Bilgisayarlar ya da tabletler, artık kullan at devrinin yeni gözdesi oldular. Tıraş bıçağına çok para vermek istemeyenlerin temel motivasyonu, aynı işlemi yapabilecek ve çoğu zaman yenilenen daha ucuz ürünlerin her zaman piyasada kolayca bulunabilecek olmasıdır. Günümüz akıllı elektronik cihazlar evreni için de aynısı geçerli. İlk cep telefonumu 4 yıl kullanmıştım. Şimdi yeni bir üründen 6 ay içerisinde sıkılıyorum. O halde neden 24 ay taksite gireyim veya 2000 TL üzerinde para vereyim ki? Donanım üreticileri daha ucuz ürünleri daha sık aralıklarla güncelleyip piyasaya sundukça, tüketicinin kaliteli ürünlere, uzun ömürlü kullanıma ve cihaz eskitmeye karşı ilgisi azalıyor.

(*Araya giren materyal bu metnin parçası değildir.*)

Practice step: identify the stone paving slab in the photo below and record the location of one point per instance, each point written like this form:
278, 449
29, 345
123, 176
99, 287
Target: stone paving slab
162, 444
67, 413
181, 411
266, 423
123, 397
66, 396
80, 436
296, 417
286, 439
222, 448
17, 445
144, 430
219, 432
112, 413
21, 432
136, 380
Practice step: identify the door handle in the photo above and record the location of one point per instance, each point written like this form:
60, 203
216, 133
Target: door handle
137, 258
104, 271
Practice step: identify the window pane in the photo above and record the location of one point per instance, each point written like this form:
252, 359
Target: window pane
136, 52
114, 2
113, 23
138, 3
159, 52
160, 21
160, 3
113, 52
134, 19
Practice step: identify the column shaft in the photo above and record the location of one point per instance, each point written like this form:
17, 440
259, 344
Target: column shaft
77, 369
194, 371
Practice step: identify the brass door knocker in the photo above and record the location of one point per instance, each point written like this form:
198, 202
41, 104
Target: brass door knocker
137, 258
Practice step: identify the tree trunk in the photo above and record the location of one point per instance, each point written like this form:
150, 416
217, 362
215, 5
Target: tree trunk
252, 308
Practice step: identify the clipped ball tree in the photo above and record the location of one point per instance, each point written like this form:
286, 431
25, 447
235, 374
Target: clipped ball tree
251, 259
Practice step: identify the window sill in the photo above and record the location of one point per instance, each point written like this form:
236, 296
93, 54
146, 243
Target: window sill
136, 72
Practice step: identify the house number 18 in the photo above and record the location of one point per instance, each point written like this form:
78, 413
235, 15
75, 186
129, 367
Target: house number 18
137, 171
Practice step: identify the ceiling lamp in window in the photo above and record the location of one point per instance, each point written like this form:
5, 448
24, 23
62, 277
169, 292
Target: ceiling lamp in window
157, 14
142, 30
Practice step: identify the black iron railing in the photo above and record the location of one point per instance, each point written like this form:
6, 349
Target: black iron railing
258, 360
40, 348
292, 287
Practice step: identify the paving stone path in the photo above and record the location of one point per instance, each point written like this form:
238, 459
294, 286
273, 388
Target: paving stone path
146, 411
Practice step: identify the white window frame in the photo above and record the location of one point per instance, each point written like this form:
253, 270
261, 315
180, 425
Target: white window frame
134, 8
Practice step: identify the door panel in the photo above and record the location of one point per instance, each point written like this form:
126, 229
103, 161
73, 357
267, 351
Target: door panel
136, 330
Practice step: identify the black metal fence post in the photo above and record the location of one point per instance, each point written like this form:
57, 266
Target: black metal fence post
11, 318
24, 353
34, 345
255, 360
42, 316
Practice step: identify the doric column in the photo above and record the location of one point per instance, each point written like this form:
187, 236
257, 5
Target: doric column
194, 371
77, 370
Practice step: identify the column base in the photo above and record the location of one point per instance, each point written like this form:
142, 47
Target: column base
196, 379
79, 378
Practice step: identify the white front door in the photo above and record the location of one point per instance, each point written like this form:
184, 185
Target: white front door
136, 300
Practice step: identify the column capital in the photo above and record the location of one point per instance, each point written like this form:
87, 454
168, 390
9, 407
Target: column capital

Bu anlamda HP’nin ikiye bölünmesi ve donanım üreten kısmını, kurumsal yazılım ve çözümler geliştiren bölümünden uzak tutmaya çalışmasını anlamak lazım. Diğerleri de aynısını yapmadı mı? İlk önce IBM, yani kişisel bilgisayarların mucidi, tüm PC bölümünü Lenovo’ya sattı. Dell kurucusu Michael Dell tarafından geri satın alınıp köklerine dönmeye hazırlandı. Samsung ise Avrupa PC pazarından çıktığını açıkladı. Sony daha radikal bir karar alarak tüm PC işini devretme kararı aldı. Şimdi benzer bir hamleyi HP yapıyor.
Ucuz donanım, bu işten yıllarca iyi para kazanmış sektör liderlerinin canını sıkıyor, artık bu alanda var olma sebeplerini yok ediyor. Şimdi bu alanda mücadele etmeye devam eden Toshiba, Acer, Asus, Lenovo gibi markaların müşteri ilgisini çekmek için çok daha fazla çaba sarf etmeleri lazım. Ancak tüm bunlardan istisna olarak kendine özel bir pazar oluşturmuş Apple, 1000 USD altına inmeyen fiyatlar ile müşterilerin ilgisini çekmeye devam ediyor. Belki de halen kaliteli donanımda hayat vardır, kimbilir?